I’ve never had any interest in visiting India. And in fact, always thought of it as a place I wouldn’t like to go. So it says a lot, that after watching The Best Exotic Marigold Hotel I’m seriously considering a vacation there. Further more, and I’m not saying it’s changed my life or anything but it’s put certain things into perspective. I’ve been thinking a lot lately about getting old, and it terrifies me (even though I’m only 25). It sends me in to a panic because age is something I have no control over and time seems to be racing by. And I like being in control god damn it! Though it’s most likely only a temporary ease, having seen The Best Exotic Marigold Hotel has somehow made me look at growing up and getting old in a slightly less terrifying way. Maybe I’ll even enjoy it. ……..Who am I kidding, the thought of turning twenty-six distresses me.
Anyway, less about me, more about this incredibly charming, funny and heart-warming film.
The Best Exotic Marigold Hotel (due to its lengthy and in my opinion tongue twisting title I shall refer to it as TBEMH from here on.) was a refreshing watch for me. After all the really gritty, psychological thrillers, tear-jerkers, action films, and a few dialogue heavy’s I’ve seen of late, it was great to just sit back and enjoy a film without struggling to follow it or end up feeling heavily depressed afterwards. It was just an incredibly enjoyable viewing experience.

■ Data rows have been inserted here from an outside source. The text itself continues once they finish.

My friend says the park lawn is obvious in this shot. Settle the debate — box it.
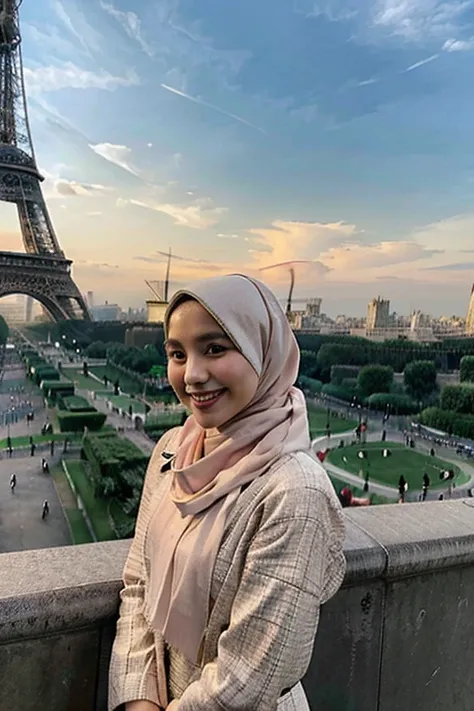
[308,405,358,437]
[107,395,146,415]
[65,459,116,541]
[328,442,469,491]
[90,365,143,395]
[328,472,398,505]
[63,368,114,393]
[51,466,93,545]
[0,432,82,449]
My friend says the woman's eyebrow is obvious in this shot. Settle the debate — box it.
[165,331,230,348]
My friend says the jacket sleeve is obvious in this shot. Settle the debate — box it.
[168,487,345,711]
[108,429,178,711]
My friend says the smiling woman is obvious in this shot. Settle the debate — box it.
[109,275,345,711]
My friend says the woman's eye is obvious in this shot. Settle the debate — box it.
[207,343,227,355]
[168,351,185,360]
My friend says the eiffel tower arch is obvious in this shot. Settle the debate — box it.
[0,0,90,320]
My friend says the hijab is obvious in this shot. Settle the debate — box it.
[146,274,310,663]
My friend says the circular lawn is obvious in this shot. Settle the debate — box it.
[327,442,470,491]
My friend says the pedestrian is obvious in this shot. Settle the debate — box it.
[422,472,431,501]
[109,275,345,711]
[41,499,49,520]
[398,474,408,504]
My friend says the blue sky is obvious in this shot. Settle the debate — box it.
[0,0,474,315]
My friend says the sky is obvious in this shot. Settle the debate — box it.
[0,0,474,316]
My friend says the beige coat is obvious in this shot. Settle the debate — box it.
[109,428,345,711]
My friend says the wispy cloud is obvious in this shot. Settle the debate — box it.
[372,0,474,42]
[117,198,227,230]
[89,143,139,177]
[100,0,155,57]
[24,62,140,93]
[443,37,474,52]
[160,84,267,135]
[403,54,439,74]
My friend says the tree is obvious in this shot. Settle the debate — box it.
[0,316,9,346]
[461,356,474,383]
[357,365,393,397]
[403,360,437,400]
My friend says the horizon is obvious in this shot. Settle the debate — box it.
[0,0,474,316]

Based on Deborah Moggach’s novel ‘These Foolish Things’, TBEMH, directed by John Madden, follows a group of British retirees to India to The best exotic Marigold Hotel which to their understanding meant living out the rest of their days in luxury and care free. But everyone knows not everything is how it appears in the brochure! To their surprise they arrive to a run down hotel with broken furniture, birds nesting in the rooms, and a fresh-faced hotel manager with big dreams but no money to materialise them. All the ingredients of an emotional rollercoaster with plenty of laughs? I think so!
Led by a cast of British acting royalty, and a very entertaining Dev Patel, you are instantly drawn in with each characters personal story before they leave for India.
Evelyn (Judi Dench), recently widowed and in debt, heads to India on a journey for new experiences. Muriel (Maggie Smith), a bitter bigot, travels to India for a hip operation to avoid the six month waiting list. Graham (Tom Wilkinson), a retired judge, returns to India where he lived thirty years earlier and to where he is most happy. Madge (Celia Imrie), having exhausted all her resources at home, moves to India in search of a man. Norman (Ronald Pickup) is the male version of Madge. And Douglas (Bill Nighy) and Jean (Penelope Wilton) decide to relocate after a bad investment in their daughter’s internet company. They’re a mixed bag of lovable and very entertaining characters, made more so because the actors who play them are so enjoyable and effortless to watch; but the biggest and most impressive character has to be India. It’s such a stunning, colourfully rich setting; so vibrant and full of life. This story in any other location would I’m sure fail to evoke the same sense of awe and wonder. Every character has their moment to shine and India does so spectacularly. As funny as it is, TBEMH is also incredibly heart-warming and in parts sad. I shed a fair few tears of both sadness and joy, and though I’m not in their situation or of that age I found it easy to relate and empathise with each character. Just as I have discovered an interest and liking of India so do our group of retirees. They find happiness in unexpected ways, and for a hotel with many faults and flaws it is full of character and charm which the elderly guests, and myself, quickly embraced.
Honestly this isn’t a film for everyone, appealing more to an older audience and probably generating no interest with children or teenage boys who prefer action films and ‘hot babes’ (yes I did just say hot babes!). But I thoroughly enjoyed it. In fact I loved it! It’s well paced, beautifully written and atmospheric, and I’ve fallen for its breath-taking image of India.
I really have nothing negative to say about it, and that’s a rarity. I didn’t even notice its lengthy running time!
(It loses half a point because there are so many experienced (and by experienced I mean old) British actors who I would love to have seen in the film but understandably you can’t fit them all in L. That would be like fitting a circus in a Mini.